Markets in retreat as Middle East risks mount

Oil up, defense stocks up, stocks down.

Luke Kawa
10/1/24 9:56AM

Financial markets are on pins and needles after multiple news outlets reported that Iran is planning a missile strike on Israel.

This comes on the heels of Israel’s dismantling of Hezbollah’s leadership in recent weeks and invading Lebanon to further strike at the Iranian proxy group.

What’s happening:

Stocks are down, with both small caps and tech stocks underperforming.

Defense stocks – as proxied by the iShares US Aerospace & Defense ETF – are one of the few groups that is up, outperforming the S&P 500 by about 1.5% in early trading.

Oil jumped a couple bucks, with front-month West Texas Intermediate futures up in excess of 3% shortly after 10:00am ET. Israel is not anything resembling a major oil producer. But the thinking here is that any response by Israel could impair Iranian productive capacity and/or cause Western nations to enhance sanctions on the Gulf nation or enforce existing sanctions more stringently.

Commodity prices are the main channel through which geopolitical strife can have economic and financial market ramifications that stretch far beyond the combat zone. Russia’s invasion of Ukraine accentuating inflationary pressures via feared loss of oil output and a real loss of natural gas – at a time when supply chains were already stressed and demand was solid – is the most recent obvious example to point to.

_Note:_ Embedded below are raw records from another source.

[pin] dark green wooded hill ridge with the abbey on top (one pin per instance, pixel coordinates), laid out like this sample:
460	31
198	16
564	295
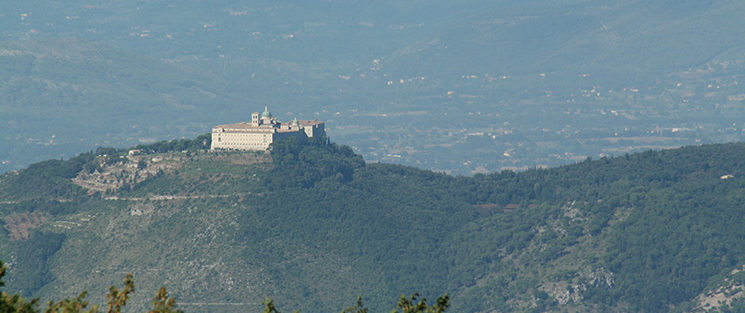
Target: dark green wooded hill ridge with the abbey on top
312	226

Often, fading knee-jerk reactions to geopolitical news can be profitable in financial markets – if all the events that doomsayers said would have led to World War III actually did, there’d be more of those than James Bond flicks by now.

However, even at times when there appears to be a limited economic impact, geopolitical flare-ups can still be an excuse for profit-taking – particularly when stocks are richly valued. And in the here and now, this may change the political calculus in the US ahead of next month’s election, with foreign policy potentially assuming more prominence as voters head to the polls.

Gold got a bump on the news, up about 1% on the session.

The US dollar is up against major currencies, with a much more pronounced bout of weakness for the Israeli shekel as these reports surfaced.